Zgłoszenie wpłynęło z WCPR o godz. 18.53. Na miejsce pierwszy przyjechał patrol z Komisariatu Policji w Czechowicach-Dziedzicach. Mundurowych zaskoczyła skala zniszczeń. Widząc, że w budynku może ktoś być, ryzykując własnym życiem, weszli do środka, żeby go sprawdzić pod kątem osób poszkodowanych. Natknęli się na zwęglone zwłoki człowieka. Na miejsce przyjechały pierwsze zastępy straży pożarnej.

- Na miejscu okazało się, że w budynku doszło do wybuchu (nie był to piec - red.), ale nie jesteśmy w stanie w tej chwili ustalić, co wybuchło. Wewnątrz budynku w dwóch pomieszczeniach zawalił się strop oraz kilka ścian. Nasze działania będą polegały przede wszystkim na dokładnym przeszukaniu tego budynku pod kątem osób poszkodowanych. Na miejsce została wezwana grupa poszukiwawczo-ratownicza - powiedział nam st. asp. Mariusz Zelek, z Posterunku Zamiejscowego JRG2 w Czechowicach-Dziedzicach.

Z budynku strażacy wynieśli zwłoki człowieka. Jak dowiedział się portal, budynek o konstrukcji murowanej miał grube ściany, służył jako biurowiec. Nie było w nim instalacji gazowej. W momencie wybuchu nie powinno było być w nim osób trzecich, z wyjątkiem mężczyzny, który doglądał pieca C.O. i to on najprawdopodobniej jest ofiarą wybuchu. W toku dalszych czynności ustalono tożsamość zmarłego mężczyzny, potwierdzono przez dwie osoby. Grupa dochodzeniowo-śledcza policji pod nadzorem prokuratora sporządziła dokumentację.

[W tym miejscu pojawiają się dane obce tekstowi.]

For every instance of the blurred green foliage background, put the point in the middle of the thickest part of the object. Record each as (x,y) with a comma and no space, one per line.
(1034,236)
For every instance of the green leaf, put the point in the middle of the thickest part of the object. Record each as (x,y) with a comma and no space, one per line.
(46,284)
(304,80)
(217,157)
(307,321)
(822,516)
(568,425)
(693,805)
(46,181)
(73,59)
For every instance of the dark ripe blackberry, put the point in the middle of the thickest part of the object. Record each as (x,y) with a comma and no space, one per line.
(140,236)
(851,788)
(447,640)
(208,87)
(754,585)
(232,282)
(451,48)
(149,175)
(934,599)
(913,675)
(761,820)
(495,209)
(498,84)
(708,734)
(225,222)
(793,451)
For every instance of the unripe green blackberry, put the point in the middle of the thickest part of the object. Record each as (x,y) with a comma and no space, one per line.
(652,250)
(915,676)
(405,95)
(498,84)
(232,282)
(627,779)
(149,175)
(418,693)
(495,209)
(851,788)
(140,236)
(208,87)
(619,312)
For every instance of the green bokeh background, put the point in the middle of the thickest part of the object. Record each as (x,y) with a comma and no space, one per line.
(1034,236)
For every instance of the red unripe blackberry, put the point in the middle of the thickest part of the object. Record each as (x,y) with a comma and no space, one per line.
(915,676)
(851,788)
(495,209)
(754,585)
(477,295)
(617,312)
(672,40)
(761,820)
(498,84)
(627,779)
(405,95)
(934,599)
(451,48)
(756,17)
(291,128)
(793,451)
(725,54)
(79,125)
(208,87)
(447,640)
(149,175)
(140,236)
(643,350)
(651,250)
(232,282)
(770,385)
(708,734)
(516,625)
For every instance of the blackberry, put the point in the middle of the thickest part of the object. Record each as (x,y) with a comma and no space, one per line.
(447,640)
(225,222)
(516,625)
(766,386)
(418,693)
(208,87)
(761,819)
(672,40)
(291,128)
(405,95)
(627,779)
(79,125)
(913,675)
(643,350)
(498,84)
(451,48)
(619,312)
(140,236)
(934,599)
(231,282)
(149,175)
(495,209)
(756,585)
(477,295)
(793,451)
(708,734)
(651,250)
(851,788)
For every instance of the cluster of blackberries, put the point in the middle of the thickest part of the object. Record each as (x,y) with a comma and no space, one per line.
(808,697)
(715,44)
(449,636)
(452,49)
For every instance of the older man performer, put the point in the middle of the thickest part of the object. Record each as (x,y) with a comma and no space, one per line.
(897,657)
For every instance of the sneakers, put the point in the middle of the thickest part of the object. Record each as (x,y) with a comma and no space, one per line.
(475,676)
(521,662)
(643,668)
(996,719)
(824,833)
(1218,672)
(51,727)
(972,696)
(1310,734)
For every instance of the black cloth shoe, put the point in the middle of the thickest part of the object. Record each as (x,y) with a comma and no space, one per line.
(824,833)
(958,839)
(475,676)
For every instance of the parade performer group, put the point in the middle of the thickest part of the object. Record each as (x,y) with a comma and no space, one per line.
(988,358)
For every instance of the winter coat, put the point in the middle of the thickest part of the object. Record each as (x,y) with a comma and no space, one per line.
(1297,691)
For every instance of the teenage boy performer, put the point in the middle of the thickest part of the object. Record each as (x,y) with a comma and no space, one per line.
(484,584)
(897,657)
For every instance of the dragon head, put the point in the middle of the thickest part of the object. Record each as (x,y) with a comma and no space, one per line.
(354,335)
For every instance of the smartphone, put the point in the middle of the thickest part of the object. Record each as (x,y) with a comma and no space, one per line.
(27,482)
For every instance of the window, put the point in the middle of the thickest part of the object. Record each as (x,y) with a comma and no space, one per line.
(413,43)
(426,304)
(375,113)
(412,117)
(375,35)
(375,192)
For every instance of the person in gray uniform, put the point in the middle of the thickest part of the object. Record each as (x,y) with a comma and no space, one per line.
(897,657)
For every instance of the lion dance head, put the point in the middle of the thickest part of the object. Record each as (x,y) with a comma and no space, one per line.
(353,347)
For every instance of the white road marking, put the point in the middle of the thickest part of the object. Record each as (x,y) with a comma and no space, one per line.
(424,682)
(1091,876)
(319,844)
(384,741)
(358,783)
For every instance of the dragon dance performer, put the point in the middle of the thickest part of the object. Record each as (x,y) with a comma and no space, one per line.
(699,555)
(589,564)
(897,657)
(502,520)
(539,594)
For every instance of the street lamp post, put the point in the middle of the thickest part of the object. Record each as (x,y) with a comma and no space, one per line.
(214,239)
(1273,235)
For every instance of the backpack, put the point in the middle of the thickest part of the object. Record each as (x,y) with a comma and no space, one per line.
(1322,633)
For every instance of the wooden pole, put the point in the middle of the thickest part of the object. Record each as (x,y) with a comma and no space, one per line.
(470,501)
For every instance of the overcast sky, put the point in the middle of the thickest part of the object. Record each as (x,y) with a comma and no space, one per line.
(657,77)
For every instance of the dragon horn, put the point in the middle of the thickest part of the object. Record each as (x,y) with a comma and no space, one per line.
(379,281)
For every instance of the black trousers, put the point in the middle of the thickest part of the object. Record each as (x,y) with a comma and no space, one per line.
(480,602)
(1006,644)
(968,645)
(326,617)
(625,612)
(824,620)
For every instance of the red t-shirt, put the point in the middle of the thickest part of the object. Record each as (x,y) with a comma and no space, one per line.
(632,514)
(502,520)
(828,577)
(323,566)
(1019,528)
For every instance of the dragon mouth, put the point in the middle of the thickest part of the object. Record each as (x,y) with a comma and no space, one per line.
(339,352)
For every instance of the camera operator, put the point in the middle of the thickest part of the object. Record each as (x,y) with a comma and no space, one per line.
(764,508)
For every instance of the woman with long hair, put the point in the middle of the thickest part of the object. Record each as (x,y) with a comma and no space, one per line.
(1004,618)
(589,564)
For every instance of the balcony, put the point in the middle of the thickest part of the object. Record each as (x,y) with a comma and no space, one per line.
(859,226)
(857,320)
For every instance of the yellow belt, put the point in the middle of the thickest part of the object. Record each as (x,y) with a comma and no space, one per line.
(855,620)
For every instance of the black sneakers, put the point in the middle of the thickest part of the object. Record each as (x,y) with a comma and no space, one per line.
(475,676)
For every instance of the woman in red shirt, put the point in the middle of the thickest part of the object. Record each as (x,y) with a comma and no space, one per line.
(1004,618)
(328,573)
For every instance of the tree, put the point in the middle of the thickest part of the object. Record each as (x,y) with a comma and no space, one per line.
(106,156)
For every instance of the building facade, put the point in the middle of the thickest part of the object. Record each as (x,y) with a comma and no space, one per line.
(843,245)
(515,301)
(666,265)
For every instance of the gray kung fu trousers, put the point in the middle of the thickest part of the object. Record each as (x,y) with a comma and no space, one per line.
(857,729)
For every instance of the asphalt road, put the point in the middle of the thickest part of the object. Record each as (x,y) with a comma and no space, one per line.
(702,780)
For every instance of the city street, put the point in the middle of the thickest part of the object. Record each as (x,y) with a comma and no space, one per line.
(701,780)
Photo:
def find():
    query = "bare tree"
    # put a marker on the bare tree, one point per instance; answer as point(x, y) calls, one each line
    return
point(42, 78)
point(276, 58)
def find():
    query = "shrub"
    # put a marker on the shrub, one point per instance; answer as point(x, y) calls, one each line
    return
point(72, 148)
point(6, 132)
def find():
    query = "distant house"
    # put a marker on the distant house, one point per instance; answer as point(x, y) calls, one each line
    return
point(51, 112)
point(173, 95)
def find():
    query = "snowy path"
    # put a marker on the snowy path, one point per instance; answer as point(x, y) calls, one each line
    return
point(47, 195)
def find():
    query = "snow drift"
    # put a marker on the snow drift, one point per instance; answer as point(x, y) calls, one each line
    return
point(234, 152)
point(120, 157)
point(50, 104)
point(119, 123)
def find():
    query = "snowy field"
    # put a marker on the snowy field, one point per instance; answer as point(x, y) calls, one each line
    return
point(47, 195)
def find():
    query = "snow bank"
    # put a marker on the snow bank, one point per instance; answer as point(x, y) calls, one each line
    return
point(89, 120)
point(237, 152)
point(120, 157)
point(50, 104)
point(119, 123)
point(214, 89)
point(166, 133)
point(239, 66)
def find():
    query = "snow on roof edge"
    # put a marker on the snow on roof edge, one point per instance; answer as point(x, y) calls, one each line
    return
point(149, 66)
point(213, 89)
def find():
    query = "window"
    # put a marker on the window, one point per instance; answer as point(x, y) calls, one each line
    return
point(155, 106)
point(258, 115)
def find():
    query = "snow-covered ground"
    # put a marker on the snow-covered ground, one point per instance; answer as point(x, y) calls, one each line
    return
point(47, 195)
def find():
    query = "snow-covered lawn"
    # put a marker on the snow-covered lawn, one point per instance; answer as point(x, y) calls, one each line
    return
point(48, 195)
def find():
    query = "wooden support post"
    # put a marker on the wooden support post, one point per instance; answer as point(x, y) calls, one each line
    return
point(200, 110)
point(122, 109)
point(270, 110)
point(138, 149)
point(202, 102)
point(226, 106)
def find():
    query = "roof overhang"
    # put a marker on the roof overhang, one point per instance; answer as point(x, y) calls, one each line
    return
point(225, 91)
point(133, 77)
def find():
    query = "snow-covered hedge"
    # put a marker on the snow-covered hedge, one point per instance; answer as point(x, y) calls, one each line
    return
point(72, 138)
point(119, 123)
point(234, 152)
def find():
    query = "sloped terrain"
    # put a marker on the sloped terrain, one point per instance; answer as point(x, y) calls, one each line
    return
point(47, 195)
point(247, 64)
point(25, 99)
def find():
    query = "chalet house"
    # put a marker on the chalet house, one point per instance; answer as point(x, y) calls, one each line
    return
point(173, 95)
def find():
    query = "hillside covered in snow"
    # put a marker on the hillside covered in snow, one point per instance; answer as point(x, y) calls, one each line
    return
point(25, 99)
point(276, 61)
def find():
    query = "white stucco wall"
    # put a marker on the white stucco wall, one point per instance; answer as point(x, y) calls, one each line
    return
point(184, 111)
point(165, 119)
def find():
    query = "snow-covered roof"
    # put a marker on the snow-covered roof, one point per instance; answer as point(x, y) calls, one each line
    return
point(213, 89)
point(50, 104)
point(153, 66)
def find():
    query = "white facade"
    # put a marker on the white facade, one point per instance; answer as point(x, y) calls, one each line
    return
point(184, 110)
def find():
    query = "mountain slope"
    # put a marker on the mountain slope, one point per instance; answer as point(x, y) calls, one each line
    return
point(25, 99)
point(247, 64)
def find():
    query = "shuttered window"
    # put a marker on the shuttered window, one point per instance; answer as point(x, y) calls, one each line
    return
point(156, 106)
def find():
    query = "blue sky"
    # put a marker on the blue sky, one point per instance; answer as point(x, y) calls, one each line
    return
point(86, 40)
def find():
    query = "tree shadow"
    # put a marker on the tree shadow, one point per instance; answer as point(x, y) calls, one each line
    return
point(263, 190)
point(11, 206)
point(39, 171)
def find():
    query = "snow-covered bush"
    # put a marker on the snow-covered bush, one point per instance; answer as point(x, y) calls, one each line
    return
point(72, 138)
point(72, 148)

W dalszej kolejności budynek został sprawdzony przez trzy różne psy, szkolone do poszukiwań osób w gruzowiskach. Żaden nie zasygnalizował swoim opiekunom obecności osób żywych w gruzowisku. Ratownicy sprawdzili wolne przestrzenie za pomocą kamery wziernikowej, również nie ujawniono żywych osób.

Ogromna siła eksplozji spowodowała także różne inne szkody. Elementy konstrukcyjne budynku poleciały w różne strony i odległość, w wyniku czego uszkodzonych zostało dziesięć różnych pojazdów, w tym ciągnik siodłowy. Na parkingu w pobliżu budynku, w którym doszło do wybuchu, parkuje sporo aut należących do pracowników pobliskiej firmy, dlatego Ilość uszkodzonych aut może się jeszcze zmienić.

- Gdy grupa ratowniczo-poszukiwawcza zakończy czynności, to w dalszej kolejności będziemy odgruzowywać ręcznie, w celu sprawdzenia i ustalenia przyczyny wybuchu - mówi nasz rozmówca.

W akcji uczestniczyło łącznie dwanaście zastępów straży pożarnej z JRG2, Posterunku Zamiejscowego JRG2 w Czechowicach-Dziedzicach, OSP Czechowice, OSP Dziedzice, grupa poszukiwawczo-ratownicza JRG Jastrzębie-Zdrój, grupa z SK KW Katowice, dwa patrole z KP Czechowice-Dziedzice, grupa dochodzeniowo-śledcza policji, zespół ratownictwa medycznego, pogotowie energetyczne, nadzór budowlany. Inspektor nadzoru budowlanego wydał zakaz użytkowania budynku. Działania straży pożarnej zakończono o godz. 00.22. Miejsce zdarzenia zabezpieczyli policjanci.

Do godzin nocnych nie znaleziono żadnych szczątków butli gazowej, w toku dalszych czynności policja będzie ustalać, co było przyczyną wybuchu.